大西洋の米駆逐艦を食い荒らしたUボートは勢いづいて英米連絡線を徹底的に破壊しようとしてくるだろう。
英海軍は全力で英米連絡線を守ろうとするが、商船の規模に対して護衛艦艇の数があまりにも少なすぎる。
そこへもってきての東洋艦隊の壊滅だ。
インド航路を失った英国にとって英米連絡線は最後の生命線だから英海軍はUボートに対抗するために他の戦域にある艦艇も大西洋に集中せざるを得ない。

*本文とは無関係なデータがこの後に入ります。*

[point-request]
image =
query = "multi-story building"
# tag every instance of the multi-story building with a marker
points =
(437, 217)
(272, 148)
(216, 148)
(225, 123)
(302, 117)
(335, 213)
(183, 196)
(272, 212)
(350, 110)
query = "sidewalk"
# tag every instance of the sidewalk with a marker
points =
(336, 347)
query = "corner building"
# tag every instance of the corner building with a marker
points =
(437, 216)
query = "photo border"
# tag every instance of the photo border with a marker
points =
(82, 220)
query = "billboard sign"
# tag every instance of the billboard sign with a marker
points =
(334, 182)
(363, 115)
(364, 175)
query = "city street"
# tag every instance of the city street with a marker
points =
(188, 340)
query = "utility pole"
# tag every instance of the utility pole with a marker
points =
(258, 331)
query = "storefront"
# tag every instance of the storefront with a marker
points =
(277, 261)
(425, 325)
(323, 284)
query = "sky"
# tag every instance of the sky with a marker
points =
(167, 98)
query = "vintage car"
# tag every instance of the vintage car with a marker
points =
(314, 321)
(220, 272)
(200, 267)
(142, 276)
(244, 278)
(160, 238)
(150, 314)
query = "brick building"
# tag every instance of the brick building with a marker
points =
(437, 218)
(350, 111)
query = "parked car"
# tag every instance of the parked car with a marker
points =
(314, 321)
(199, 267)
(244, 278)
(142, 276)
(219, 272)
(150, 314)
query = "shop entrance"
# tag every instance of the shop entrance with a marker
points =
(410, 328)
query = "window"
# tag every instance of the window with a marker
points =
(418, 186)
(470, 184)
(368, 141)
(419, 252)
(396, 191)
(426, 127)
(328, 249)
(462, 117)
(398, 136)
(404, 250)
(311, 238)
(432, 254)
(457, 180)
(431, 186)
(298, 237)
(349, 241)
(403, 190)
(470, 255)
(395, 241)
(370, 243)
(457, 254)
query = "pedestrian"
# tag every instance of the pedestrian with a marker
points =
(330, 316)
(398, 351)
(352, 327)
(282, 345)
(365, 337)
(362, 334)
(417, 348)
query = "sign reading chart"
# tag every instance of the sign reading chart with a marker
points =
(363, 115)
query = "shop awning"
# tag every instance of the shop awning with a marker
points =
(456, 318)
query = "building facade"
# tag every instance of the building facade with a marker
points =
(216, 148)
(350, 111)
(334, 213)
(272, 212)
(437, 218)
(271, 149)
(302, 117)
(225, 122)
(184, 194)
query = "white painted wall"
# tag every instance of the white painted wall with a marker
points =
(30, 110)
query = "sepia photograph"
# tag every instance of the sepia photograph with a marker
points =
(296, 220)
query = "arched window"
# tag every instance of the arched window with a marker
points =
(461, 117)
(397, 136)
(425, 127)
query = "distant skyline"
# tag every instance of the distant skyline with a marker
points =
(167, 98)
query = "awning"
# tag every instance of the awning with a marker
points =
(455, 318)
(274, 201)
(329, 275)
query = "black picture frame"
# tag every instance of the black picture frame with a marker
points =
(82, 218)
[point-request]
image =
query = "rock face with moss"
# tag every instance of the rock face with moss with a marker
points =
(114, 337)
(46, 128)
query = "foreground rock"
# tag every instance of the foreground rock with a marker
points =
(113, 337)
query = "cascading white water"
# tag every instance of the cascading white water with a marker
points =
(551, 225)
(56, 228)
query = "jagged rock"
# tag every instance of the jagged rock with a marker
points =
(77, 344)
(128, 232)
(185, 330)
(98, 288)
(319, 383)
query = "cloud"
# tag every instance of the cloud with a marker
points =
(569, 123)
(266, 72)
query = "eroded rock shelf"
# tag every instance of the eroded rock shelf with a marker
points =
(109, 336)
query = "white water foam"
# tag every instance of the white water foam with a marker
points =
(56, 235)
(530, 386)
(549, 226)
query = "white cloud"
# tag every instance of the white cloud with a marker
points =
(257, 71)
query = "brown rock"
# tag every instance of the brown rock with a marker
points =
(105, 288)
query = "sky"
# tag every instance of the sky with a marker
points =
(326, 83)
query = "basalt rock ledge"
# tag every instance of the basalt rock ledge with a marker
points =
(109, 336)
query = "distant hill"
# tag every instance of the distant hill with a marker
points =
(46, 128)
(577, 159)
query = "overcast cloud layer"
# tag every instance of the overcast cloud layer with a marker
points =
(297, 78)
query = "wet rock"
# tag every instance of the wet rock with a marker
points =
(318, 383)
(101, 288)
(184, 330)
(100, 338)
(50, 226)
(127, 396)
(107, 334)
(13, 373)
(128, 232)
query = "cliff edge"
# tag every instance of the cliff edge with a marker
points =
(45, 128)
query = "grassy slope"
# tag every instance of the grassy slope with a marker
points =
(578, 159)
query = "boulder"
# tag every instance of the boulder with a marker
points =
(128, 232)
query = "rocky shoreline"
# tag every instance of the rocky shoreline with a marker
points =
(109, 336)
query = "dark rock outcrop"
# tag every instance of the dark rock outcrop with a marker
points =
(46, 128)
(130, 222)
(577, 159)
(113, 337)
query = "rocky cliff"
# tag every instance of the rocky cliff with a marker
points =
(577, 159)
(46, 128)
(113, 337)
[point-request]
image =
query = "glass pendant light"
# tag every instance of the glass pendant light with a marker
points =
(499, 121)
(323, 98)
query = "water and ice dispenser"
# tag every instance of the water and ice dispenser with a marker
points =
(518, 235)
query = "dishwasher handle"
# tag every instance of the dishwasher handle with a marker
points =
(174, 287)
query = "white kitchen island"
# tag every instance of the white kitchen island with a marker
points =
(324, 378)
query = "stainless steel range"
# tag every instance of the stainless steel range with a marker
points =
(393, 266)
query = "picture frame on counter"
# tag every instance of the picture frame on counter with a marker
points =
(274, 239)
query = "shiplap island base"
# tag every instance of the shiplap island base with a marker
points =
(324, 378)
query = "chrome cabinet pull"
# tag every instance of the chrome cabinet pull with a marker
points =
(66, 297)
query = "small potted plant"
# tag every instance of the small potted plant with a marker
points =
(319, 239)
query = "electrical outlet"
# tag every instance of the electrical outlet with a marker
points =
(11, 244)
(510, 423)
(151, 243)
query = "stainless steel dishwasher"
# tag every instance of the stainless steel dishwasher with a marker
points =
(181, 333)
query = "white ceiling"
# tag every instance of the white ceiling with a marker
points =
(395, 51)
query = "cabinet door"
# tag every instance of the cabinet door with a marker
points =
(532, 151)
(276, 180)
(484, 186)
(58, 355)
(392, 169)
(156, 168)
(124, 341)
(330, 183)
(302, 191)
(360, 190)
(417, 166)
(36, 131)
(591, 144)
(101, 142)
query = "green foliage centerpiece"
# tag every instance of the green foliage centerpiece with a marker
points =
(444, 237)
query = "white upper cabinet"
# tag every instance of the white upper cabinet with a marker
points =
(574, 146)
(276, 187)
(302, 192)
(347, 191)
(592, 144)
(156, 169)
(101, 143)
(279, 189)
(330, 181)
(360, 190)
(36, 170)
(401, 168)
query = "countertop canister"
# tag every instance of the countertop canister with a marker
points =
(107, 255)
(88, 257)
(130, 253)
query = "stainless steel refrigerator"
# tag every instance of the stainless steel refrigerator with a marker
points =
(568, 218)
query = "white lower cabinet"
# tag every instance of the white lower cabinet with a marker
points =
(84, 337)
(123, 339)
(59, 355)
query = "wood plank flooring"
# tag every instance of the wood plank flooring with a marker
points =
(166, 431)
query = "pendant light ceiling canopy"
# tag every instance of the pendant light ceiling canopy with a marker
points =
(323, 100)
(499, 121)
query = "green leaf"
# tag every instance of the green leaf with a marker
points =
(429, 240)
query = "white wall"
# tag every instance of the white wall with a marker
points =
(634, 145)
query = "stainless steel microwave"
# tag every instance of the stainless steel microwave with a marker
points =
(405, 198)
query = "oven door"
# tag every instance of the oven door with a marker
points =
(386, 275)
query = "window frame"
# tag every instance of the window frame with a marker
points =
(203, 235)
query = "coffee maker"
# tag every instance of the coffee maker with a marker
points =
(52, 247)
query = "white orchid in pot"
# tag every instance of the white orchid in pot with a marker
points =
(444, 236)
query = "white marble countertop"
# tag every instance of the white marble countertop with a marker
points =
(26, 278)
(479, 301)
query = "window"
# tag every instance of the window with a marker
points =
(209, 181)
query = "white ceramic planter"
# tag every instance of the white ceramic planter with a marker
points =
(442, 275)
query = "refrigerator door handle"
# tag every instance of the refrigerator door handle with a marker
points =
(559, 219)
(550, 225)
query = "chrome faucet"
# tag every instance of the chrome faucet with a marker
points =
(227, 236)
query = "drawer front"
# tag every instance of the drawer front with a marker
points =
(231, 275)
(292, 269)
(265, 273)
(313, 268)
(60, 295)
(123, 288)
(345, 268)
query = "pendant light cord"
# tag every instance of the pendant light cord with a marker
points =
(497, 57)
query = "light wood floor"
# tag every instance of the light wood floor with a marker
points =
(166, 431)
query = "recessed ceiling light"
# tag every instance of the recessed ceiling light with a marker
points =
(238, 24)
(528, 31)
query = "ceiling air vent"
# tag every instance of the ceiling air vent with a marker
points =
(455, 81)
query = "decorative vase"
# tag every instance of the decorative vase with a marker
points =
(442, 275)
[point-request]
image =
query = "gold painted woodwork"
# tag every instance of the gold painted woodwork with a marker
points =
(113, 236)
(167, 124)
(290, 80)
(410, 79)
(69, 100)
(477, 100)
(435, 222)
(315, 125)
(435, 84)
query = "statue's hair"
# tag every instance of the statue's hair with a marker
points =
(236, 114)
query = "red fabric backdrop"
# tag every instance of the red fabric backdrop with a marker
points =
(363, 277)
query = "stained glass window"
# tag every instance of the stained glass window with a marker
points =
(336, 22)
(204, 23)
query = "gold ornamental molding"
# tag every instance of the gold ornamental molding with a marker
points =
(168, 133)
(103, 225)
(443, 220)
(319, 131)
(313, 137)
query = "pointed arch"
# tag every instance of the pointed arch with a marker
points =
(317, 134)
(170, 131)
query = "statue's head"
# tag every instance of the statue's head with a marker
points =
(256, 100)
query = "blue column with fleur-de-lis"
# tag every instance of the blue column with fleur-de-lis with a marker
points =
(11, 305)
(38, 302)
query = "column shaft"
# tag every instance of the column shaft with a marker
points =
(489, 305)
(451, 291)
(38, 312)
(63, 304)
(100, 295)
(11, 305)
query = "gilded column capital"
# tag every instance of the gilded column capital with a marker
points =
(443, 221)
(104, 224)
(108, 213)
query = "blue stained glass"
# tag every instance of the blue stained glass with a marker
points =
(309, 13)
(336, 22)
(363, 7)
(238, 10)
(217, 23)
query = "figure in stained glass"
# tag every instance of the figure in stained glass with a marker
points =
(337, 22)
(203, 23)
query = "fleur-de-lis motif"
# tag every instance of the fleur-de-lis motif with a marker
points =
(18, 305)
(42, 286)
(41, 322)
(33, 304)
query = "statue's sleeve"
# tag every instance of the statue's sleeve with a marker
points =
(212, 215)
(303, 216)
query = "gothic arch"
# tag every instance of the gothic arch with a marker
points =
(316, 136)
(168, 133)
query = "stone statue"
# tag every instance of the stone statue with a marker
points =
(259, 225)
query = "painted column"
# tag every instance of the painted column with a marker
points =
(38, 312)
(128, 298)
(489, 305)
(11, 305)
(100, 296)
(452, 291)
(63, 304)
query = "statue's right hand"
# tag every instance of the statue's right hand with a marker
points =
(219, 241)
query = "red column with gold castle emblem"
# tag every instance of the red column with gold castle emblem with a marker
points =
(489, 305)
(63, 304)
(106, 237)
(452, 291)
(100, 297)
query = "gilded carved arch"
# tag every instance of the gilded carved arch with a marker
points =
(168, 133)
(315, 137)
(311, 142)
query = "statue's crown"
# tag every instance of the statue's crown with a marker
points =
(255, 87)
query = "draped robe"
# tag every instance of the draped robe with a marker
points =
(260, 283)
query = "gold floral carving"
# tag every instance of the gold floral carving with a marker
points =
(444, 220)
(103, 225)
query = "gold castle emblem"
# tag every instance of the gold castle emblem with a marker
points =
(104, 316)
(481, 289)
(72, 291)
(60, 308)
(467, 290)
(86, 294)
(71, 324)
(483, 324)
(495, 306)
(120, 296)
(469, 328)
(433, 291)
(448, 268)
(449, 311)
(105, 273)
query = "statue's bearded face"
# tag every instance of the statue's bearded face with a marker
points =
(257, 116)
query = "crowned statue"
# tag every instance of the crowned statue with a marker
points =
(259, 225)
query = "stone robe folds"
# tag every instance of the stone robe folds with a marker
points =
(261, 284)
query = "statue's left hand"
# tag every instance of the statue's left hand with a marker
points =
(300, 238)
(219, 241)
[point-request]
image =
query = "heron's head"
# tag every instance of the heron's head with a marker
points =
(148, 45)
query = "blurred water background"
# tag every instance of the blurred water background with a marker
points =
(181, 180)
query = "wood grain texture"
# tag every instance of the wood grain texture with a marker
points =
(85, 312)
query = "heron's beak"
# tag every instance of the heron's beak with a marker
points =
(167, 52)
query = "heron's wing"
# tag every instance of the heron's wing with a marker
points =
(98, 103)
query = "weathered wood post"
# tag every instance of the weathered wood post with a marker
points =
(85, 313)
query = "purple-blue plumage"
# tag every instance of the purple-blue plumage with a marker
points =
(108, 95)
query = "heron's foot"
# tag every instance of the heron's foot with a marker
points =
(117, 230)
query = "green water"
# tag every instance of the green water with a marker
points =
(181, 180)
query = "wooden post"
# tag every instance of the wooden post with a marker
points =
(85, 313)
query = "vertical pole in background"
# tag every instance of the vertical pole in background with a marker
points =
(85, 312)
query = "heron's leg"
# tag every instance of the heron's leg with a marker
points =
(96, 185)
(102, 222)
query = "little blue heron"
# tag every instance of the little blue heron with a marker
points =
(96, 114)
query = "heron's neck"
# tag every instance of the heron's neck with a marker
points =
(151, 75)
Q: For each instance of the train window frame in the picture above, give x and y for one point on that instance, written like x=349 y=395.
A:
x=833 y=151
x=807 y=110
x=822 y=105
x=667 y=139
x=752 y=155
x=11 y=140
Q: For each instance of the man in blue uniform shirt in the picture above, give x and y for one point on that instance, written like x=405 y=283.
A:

護衛艦艇を捻出できなくなった援ソ船団は今後先細りになるのは避けられないだろう。
物資不足に陥ったソ連はドイツに押し込まれ、米空母の協力を失った英海軍は積極的な行動がとれなくなるはずだ。
ドイツはますます強大になり、大勢の連合国兵士が死ぬだろう。
連合国にとって最悪の循環が始まろうとしている。
「だが、自分はもはや何も・・・・・・」
チャーチルは繰り返す。
いったい何が間違っていたのだろうかと。
一方、遠い東の国ではチャーチルが言うところの「ロクでなし」が日本の未来を決定づける大きな思惑の渦に放り込まれようとしていた。